In lieu of speaking primarily with philosophers as in her past films—Zizek! (2005) and Examined Life (2008)—here writer and director Astra Taylor gathers a divergent group of interviewees: young students in Miami, college students in North Carolina, politicians in Greece, trauma surgeons, refugees, poets, activists, and more. A barber giving someone a shave is perhaps the most on point: “I think that democracy is inherently flawed because people have to act it out and, like Machiavelli said, men are a sorry breed.” He’s not speaking about those who, incomprehensibly, don’t vote—who don’t act it out—he’s talking about people who can’t vote. As a felon, he has been disenfranchised of his voting rights, and much of what he says underscores how dispossession always and everywhere finances possession.

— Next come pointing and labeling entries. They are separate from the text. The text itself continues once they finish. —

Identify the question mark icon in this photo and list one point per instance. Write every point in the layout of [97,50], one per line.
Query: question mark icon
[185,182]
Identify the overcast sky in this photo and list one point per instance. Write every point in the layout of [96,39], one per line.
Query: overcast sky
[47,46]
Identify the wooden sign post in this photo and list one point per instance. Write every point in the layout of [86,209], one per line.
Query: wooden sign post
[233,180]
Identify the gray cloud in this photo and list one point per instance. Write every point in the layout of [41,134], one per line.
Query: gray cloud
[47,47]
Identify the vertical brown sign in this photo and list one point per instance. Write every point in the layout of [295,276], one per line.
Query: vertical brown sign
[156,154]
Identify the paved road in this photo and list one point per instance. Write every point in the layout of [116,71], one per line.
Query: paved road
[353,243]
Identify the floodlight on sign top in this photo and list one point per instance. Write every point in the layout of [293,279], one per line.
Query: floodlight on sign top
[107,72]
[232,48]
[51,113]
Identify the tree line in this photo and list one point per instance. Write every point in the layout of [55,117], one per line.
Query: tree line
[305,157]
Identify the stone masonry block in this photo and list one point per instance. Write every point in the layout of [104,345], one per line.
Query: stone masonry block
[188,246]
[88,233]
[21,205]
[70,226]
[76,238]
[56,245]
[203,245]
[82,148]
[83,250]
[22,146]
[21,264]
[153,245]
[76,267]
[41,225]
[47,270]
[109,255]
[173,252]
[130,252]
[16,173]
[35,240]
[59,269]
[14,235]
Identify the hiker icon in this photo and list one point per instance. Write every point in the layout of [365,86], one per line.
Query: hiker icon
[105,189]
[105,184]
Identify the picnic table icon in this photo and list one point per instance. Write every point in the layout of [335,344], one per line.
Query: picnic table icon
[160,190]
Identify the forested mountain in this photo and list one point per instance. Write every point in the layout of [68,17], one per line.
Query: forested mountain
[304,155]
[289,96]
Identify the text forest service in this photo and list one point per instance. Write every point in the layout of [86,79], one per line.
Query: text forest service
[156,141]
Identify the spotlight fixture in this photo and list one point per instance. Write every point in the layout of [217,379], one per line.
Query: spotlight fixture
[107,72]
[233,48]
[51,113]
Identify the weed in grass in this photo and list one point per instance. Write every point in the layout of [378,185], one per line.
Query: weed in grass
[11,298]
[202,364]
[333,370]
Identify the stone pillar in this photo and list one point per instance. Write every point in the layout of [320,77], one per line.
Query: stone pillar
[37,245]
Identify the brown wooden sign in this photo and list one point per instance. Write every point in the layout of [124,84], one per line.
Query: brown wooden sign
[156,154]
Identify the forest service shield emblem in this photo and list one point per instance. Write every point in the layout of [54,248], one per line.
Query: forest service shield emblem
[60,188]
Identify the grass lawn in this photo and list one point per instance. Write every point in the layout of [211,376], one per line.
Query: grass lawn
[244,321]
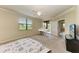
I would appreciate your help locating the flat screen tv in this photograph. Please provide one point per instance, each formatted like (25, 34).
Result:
(72, 30)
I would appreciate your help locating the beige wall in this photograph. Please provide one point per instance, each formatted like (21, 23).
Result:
(68, 15)
(9, 26)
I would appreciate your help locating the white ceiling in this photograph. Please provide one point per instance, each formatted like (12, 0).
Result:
(48, 11)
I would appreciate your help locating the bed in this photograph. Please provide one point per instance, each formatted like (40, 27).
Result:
(25, 45)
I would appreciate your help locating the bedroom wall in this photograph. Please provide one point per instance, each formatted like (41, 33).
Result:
(9, 26)
(68, 15)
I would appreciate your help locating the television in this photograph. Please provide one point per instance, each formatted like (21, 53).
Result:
(72, 30)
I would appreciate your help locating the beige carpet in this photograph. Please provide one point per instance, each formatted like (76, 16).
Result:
(56, 44)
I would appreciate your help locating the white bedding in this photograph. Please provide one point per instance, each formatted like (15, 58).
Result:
(26, 45)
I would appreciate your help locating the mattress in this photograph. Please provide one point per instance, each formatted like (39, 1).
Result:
(25, 45)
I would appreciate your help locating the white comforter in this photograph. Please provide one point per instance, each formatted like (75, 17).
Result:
(26, 45)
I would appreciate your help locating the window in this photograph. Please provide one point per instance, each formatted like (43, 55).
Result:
(25, 24)
(29, 23)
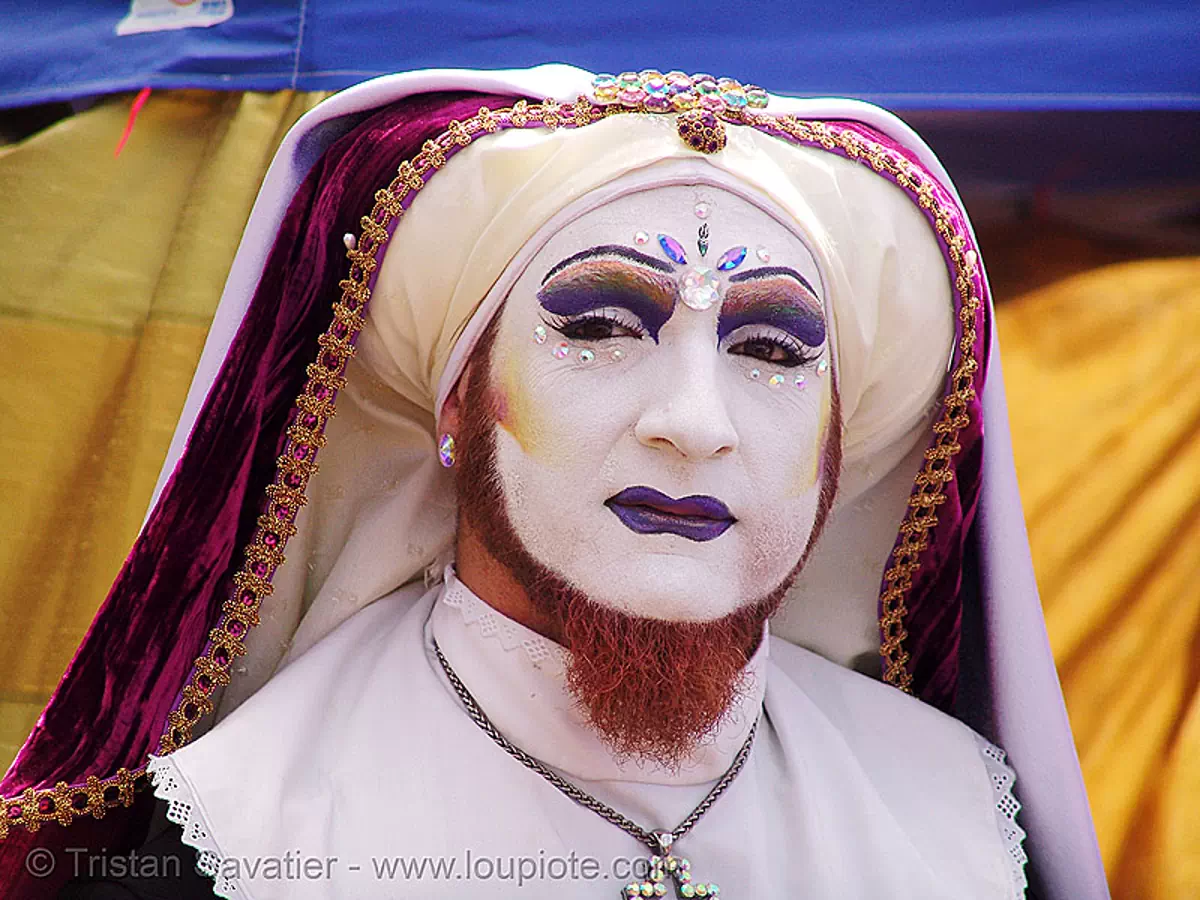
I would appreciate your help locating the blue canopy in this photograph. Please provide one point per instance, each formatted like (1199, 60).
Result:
(1090, 54)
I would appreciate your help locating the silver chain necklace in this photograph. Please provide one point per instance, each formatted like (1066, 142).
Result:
(663, 864)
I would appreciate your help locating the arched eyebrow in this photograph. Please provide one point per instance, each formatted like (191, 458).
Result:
(771, 270)
(609, 250)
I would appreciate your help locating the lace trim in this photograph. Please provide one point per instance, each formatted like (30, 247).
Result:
(169, 785)
(1007, 807)
(495, 625)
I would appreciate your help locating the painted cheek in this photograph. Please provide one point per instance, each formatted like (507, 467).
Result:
(516, 411)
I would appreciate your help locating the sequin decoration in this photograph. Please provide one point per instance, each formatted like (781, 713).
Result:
(699, 287)
(701, 130)
(673, 250)
(677, 90)
(731, 259)
(445, 451)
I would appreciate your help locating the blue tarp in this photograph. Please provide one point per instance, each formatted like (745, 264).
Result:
(1102, 54)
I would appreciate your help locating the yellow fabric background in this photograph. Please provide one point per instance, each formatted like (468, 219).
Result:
(111, 269)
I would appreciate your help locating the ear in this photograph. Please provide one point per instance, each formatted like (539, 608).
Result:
(451, 411)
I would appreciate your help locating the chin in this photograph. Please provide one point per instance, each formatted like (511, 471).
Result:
(672, 588)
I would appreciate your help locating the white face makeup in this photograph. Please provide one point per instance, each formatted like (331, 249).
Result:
(664, 383)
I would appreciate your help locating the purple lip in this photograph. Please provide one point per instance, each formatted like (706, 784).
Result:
(648, 511)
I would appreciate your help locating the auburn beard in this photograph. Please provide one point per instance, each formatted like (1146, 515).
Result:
(652, 689)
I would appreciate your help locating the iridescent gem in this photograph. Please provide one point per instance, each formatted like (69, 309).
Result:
(655, 84)
(756, 97)
(445, 450)
(685, 100)
(731, 259)
(678, 82)
(735, 99)
(699, 287)
(673, 250)
(631, 96)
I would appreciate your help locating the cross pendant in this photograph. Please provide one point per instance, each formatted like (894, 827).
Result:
(664, 865)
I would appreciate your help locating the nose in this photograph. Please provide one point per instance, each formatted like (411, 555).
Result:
(687, 413)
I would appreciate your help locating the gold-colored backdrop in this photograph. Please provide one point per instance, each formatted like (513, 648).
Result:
(109, 273)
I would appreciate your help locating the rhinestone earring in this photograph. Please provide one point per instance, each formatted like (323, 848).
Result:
(447, 450)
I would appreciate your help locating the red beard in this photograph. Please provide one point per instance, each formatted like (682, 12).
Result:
(651, 688)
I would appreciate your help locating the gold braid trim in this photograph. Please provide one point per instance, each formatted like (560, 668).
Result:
(316, 405)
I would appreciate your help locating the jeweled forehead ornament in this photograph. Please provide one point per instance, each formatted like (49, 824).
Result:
(697, 99)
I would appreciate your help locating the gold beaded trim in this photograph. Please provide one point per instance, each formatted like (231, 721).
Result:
(315, 407)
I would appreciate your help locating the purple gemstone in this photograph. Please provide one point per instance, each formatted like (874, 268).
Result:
(673, 250)
(731, 259)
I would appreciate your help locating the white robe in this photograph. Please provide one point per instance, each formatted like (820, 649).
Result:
(355, 772)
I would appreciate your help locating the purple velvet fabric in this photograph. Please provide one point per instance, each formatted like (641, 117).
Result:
(111, 707)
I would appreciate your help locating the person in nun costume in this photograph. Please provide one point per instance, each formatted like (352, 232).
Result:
(591, 486)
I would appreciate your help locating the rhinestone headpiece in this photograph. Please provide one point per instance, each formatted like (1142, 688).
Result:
(699, 99)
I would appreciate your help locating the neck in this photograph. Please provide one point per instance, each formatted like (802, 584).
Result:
(495, 585)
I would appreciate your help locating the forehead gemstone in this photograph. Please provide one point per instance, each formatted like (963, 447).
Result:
(731, 259)
(673, 250)
(699, 287)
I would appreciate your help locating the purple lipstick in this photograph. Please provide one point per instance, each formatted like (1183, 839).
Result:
(645, 510)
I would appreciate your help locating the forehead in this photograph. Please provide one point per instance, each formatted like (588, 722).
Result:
(679, 211)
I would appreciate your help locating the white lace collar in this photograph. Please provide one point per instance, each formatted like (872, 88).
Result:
(519, 678)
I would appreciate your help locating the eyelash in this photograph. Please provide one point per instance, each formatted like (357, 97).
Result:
(573, 327)
(795, 353)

One strength of the film is that each voice rings out clearly, even the privileged and not so clear-eyed. “Trump was the legal hand grenade that we’ve thrown into the system,” declares a twentysomething man, violently bringing to mind an earlier scene where scholar Eleni Perdikouri unpacks Plato’s warning in 380 BC that a demagogue who promises to overthrow the rich and let the people rule will eventually take power in any liberal democracy. Quotes from the Republic are dispersed throughout the film; this feels at times heavy-handed but serves as a reminder that democracy, with its uneasy bedfellows of majority rule and liberalism, was a fragile ideal from the very start.

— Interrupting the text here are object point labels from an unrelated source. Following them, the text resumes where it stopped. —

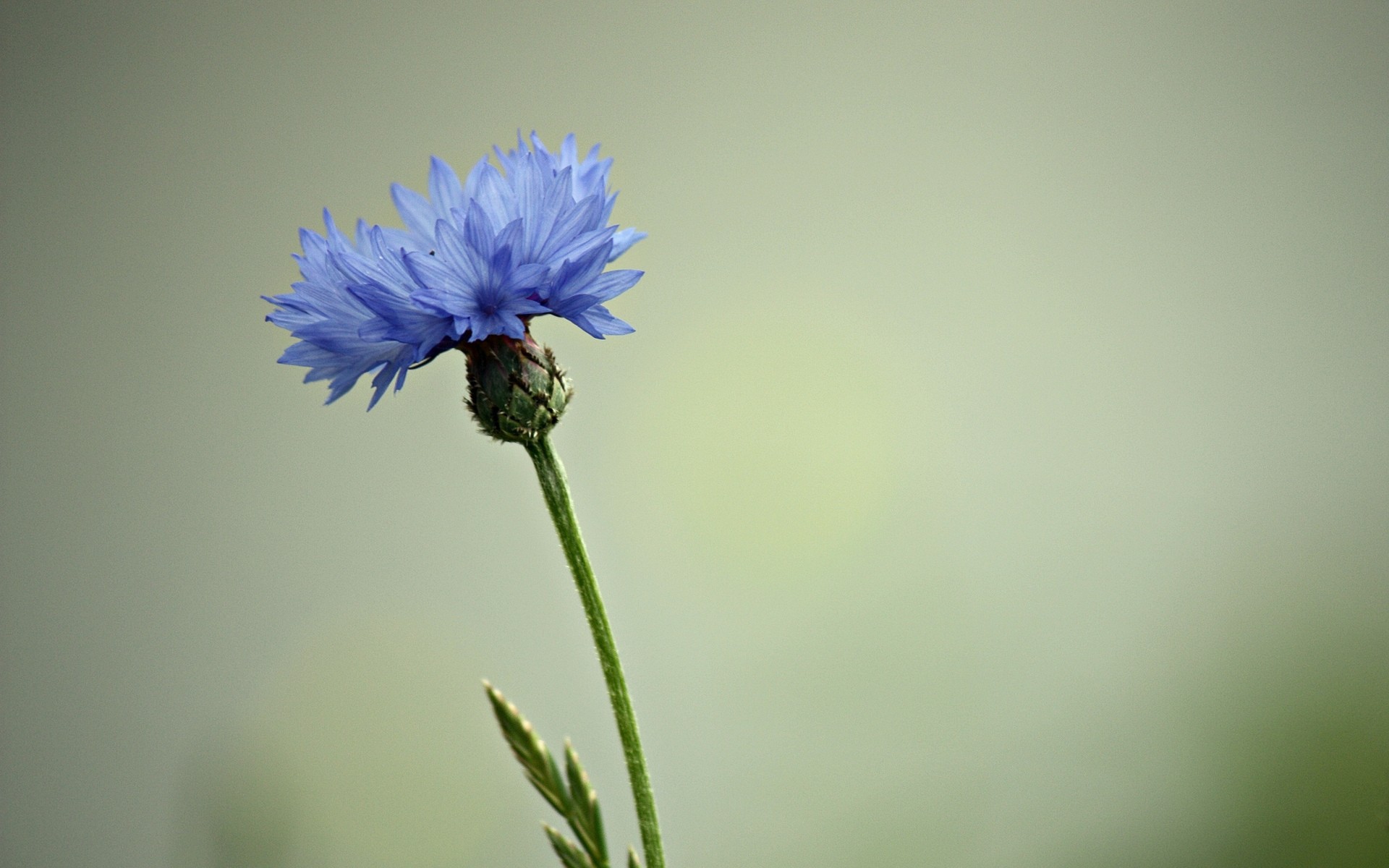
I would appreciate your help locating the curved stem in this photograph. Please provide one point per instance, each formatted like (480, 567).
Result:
(556, 489)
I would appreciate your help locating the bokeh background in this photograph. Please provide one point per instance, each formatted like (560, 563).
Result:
(999, 474)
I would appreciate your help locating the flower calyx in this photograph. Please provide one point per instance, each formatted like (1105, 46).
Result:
(516, 389)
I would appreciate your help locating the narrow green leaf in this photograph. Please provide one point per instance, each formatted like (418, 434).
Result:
(567, 851)
(585, 817)
(530, 752)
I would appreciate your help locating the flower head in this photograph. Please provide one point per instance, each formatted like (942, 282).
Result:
(477, 259)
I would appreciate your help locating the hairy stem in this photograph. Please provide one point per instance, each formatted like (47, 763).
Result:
(556, 489)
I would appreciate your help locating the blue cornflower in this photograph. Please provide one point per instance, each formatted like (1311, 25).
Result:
(477, 259)
(347, 321)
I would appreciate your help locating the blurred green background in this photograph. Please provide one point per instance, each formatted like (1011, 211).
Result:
(999, 474)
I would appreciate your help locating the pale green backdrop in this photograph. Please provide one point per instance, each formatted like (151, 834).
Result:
(999, 474)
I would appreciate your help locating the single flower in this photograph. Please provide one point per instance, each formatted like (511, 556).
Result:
(477, 259)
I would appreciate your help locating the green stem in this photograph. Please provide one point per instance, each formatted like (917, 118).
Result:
(556, 489)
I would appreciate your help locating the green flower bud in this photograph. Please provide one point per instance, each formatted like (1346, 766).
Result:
(516, 389)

Taylor also interviews more philosophically inclined luminaries—Silvia Federici, Efimia Karakantza, Wendy Brown, and Cornel West—to form a different chorus, one that supplies historical facts and a bit of theater. In the ancient agora of Athens, the gregarious Karakantza explains that after a revolt in the early sixth century, Athenians created a novel system wedding demos (common people) to kratos (strength). Since voting was considered too dogmatic, government officials were selected randomly, though, as we know, women, enslaved people, immigrants, and many others were excluded, that is, they not considered citizens. This earliest form of direct democracy was a way to defy the upper classes from becoming the majority and to ensure, as Karakantza says, “the well-being of the people—we forget about that.”

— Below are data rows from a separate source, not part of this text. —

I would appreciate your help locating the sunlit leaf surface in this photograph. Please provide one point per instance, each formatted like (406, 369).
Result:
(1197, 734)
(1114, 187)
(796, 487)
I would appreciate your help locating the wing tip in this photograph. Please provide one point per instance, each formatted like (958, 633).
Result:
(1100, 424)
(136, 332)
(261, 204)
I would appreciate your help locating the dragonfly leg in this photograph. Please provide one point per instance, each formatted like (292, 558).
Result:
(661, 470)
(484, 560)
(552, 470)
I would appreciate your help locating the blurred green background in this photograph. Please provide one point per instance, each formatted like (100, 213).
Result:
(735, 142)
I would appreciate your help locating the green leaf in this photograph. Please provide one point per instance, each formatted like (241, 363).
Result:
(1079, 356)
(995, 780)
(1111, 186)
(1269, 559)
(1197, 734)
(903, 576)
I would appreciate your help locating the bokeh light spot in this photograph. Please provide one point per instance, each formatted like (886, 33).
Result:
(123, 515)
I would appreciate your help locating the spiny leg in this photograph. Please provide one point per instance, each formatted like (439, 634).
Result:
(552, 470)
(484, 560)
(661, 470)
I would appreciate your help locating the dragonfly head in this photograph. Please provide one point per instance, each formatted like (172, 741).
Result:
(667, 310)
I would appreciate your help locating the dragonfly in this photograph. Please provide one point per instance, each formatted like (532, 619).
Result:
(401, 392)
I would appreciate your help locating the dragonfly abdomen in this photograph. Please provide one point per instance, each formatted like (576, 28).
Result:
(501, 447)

Moments later, we witness refugees arriving by ferry in Piraeus. These scenes cut right to the core of our ageless amnesia. A young woman named Salam Magames from Aleppo (or as she says, “the end of the world”) talks about leaving her family behind and the recent rape of a seven-year-old girl during her journey through Macedonia’s border. She’s asked to define freedom, and without hesitation she replies that it means humans get all their rights: to a wage, to healthcare, to vote, and, moreover, to dignity, that ever-elusive concept tangled up for centuries with class, rank, and status. While there’s no consensus on what democracy is—likely because it’s both too large and too small of a concept and insists on certain universals—what emerges throughout the film are the lived realities of those denied citizenship, the evicted in our grand age of rights. A Guatemalan immigrant seamstress in a worker-owned sew-and-cut factory weeps and worries about being separated from her children. An Afghan asylum seeker, who had to leave Pakistan because his ethnicity put him in danger, discusses how he believes democracy is justice––yet another unrealized archetype. I could go on.

The film opens with Federici in Sienna, Italy, claiming we shouldn’t abandon the word democracy because of the hard work of those who fought for its realization. (No names are given.) Midway through, Angela Davis argues for a new form of democracy—new conditions, new political possibilities, maybe a new word for it, even. (No specifics are given here either.) So, while we wait for a better term, we go with what we’ve got: Writing recently in Bookforum, Taylor remarked that she once thought to title this film The Trouble with Democracy, but in the end that felt a bit too pessimistic, even as democracy, nearly everywhere, is at risk with populists and furious electorates on the rise. She landed on a more open-ended name—a conundrum, verging on a mystery.

What Is Democracy? is currently on a US tour.